Fabio Storchi: allerta sul futuro dell’industria italiana
ROMA – Fabio Storchi, vicepresidente nazionale della Federazione Italiana Cavalieri del Lavoro, lancia un messaggio netto e preoccupato sul futuro dell’industria italiana, richiamando alla necessità di interventi strutturali. Conflitti internazionali, instabilità economica, barriere commerciali, crisi demografica e mancanza di competenze tecniche: il panorama con cui l’industria italiana si confronta oggi, in questi inizi di settembre, è tra i più complessi dell’ultimo decennio. Un insieme di fattori interni ed esterni che, se non affrontati con visione e decisione, rischiano di compromettere in modo strutturale la competitività del nostro sistema produttivo. “L’Italia sta pagando un prezzo altissimo alla crisi demografica, alla fuga dei cervelli e alla mancanza di un adeguato ricambio generazionale– ha dichiarato Storchi. Questo vuoto generazionale non riguarda solo le persone, ma anche le competenze e la capacità di innovare. Si sta progressivamente erodendo il capitale umano su cui si fonda la nostra industria”. Tra le difficoltà più gravi evidenziate, emerge la mancanza di manodopera qualificata, un fenomeno che sta rallentando non solo la produzione, ma anche la possibilità di innovare e di implementare tecnologie avanzate. Una situazione che penalizza le aziende, in particolare quelle di piccole e medie dimensioni, che faticano a trovare profili tecnici adeguati nonostante gli investimenti in formazione, riporta Attuale.
PER STORCHI SERVE “UNA STRATEGIA EUROPEA CHIARA E AUTOREVOLE”

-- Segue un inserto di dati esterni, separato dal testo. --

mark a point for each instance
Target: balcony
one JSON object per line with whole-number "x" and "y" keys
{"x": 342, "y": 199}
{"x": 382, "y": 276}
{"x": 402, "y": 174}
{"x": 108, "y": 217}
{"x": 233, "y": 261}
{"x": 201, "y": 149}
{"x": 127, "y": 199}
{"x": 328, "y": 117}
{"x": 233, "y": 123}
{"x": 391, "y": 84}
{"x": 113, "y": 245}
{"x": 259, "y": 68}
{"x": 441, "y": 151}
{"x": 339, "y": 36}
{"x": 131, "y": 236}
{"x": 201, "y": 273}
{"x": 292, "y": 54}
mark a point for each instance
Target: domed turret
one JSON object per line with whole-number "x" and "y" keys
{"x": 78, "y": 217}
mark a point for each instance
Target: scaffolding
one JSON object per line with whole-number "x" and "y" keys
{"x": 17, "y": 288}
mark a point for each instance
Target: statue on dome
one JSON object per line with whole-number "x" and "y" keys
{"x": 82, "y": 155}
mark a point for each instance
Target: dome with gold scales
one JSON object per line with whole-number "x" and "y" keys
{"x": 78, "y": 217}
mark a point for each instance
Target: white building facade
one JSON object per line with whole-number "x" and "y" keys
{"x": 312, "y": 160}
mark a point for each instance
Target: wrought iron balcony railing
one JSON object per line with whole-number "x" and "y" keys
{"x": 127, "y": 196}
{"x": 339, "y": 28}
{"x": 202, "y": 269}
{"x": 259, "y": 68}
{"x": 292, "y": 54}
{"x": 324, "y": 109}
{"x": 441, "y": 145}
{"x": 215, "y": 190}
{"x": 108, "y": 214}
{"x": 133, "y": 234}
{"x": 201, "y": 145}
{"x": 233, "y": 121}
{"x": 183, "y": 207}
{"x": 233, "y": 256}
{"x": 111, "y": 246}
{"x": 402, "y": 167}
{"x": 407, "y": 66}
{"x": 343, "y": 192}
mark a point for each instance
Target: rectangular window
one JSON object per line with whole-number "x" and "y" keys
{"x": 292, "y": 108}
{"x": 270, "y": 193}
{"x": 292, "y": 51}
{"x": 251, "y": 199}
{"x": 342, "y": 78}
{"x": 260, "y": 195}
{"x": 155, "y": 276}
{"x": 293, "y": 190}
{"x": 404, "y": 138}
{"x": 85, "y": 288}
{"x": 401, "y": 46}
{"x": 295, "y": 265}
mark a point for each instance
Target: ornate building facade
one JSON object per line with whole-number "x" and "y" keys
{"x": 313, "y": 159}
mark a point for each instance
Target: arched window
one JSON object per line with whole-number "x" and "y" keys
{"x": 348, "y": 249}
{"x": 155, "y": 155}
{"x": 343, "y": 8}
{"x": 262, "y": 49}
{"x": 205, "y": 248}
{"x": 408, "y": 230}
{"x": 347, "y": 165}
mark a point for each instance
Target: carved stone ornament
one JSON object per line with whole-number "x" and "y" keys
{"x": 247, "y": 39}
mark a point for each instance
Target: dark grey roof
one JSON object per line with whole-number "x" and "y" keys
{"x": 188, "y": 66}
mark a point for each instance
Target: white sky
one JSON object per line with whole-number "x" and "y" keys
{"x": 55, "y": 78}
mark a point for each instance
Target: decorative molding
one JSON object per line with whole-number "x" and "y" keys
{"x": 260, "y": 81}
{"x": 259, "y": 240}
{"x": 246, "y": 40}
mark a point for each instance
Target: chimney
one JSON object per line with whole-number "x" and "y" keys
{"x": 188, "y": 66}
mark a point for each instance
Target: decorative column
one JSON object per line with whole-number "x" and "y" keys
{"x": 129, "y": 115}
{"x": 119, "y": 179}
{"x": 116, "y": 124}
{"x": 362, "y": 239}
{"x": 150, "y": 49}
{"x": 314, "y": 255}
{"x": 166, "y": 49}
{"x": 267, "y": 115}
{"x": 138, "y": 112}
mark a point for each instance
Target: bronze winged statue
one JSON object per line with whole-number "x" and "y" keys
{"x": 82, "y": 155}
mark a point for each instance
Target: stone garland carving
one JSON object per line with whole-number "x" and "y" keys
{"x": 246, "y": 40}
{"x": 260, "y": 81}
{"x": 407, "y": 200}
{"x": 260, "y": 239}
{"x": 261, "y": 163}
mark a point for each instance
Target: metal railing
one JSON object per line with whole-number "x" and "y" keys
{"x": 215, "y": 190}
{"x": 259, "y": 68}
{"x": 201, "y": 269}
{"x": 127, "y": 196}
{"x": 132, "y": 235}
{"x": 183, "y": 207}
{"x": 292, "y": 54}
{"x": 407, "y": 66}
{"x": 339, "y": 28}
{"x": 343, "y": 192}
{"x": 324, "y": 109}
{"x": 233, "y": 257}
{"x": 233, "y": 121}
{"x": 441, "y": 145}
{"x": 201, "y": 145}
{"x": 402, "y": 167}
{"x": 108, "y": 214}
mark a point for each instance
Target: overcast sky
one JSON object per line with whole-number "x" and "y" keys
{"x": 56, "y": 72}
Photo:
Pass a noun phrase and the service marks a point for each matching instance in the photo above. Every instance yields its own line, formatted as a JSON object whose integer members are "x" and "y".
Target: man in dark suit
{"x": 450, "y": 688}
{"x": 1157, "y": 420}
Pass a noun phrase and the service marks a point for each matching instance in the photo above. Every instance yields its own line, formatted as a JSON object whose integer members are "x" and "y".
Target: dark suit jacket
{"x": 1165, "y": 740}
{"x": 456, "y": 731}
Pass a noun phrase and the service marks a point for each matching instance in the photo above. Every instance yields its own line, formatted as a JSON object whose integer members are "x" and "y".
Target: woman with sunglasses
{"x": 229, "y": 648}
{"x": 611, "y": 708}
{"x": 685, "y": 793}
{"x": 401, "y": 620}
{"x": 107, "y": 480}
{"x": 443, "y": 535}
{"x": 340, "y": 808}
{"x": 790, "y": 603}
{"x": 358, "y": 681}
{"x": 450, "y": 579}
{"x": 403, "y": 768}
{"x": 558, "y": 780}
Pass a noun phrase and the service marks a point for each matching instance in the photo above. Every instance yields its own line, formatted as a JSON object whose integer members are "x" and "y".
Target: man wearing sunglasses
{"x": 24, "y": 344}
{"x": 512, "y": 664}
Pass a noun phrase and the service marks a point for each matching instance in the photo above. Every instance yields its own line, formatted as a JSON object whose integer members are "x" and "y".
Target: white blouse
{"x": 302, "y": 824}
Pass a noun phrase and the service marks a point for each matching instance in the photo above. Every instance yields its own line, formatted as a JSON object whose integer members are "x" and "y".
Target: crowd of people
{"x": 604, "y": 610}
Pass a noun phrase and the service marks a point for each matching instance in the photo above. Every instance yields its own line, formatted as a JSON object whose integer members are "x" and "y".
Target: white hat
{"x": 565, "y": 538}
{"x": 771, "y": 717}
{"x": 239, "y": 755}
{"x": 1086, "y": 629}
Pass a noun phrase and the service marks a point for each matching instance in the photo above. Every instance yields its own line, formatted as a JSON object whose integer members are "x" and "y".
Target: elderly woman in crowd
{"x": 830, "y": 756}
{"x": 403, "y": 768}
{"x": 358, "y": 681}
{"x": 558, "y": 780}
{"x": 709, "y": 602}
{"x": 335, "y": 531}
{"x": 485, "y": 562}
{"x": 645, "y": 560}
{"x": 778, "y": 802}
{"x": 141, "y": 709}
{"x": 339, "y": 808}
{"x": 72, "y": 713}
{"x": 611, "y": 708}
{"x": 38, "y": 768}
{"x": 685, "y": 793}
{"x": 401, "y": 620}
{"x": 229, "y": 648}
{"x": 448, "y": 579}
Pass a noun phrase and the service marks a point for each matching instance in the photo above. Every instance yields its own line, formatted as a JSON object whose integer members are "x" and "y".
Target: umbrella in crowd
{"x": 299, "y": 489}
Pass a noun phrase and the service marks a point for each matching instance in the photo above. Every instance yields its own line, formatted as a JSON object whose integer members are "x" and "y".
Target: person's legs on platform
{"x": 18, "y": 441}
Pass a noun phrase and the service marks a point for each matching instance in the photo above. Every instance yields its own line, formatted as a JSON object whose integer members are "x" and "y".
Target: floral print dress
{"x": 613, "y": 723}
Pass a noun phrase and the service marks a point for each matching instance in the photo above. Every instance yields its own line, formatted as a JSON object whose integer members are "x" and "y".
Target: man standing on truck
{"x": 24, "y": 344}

Ma la pressione sulle imprese italiane non arriva solo dall’interno. Storchi ha infatti richiamato anche le tensioni geopolitiche, l’instabilità delle catene di approvvigionamento, i dazi commerciali e la progressiva perdita di peso dell’Europa nello scacchiere globale. “Senza una strategia europea chiara e autorevole, rischiamo di rimanere schiacciati tra i grandi blocchi geopolitici– ha commentato. L’Europa deve tornare ad avere una voce, una visione, e soprattutto a sostenere le sue imprese. In questo contesto, l’Italia deve fare la sua parte con determinazione e coraggio“. Come evidenziato recentemente anche dal presidente di Confindustria, Orsini, un altro tema cruciale è quello della burocrazia, definita senza mezzi termini come un “costo insostenibile” per le aziende italiane. Le procedure lente e complesse, unite a un sistema normativo spesso incoerente, rappresentano un ostacolo quotidiano alla crescita e agli investimenti, sia italiani che esteri. “Serve un cambio di paradigma. Non possiamo più permetterci un sistema che ostacola chi fa impresa. La burocrazia oggi non solo rallenta, ma uccide l’iniziativa imprenditoriale– ha ribadito Storchi– La vera priorità per il rilancio economico deve essere l’innovazione, intesa non solo come tecnologia, ma come cultura del cambiamento, della semplificazione e della produttività“.
Storchi invita quindi a una riflessione profonda su quale modello di sviluppo voglia adottare il Paese nei prossimi anni. In un mercato globale sempre più competitivo e polarizzato, non basteranno misure congiunturali: serviranno politiche industriali di lungo periodo, investimenti mirati in AI, in ricerca e innovazione, sostenibilità e formazione, oltre a un’alleanza più stretta tra imprese, istituzioni e mondo dell’istruzione.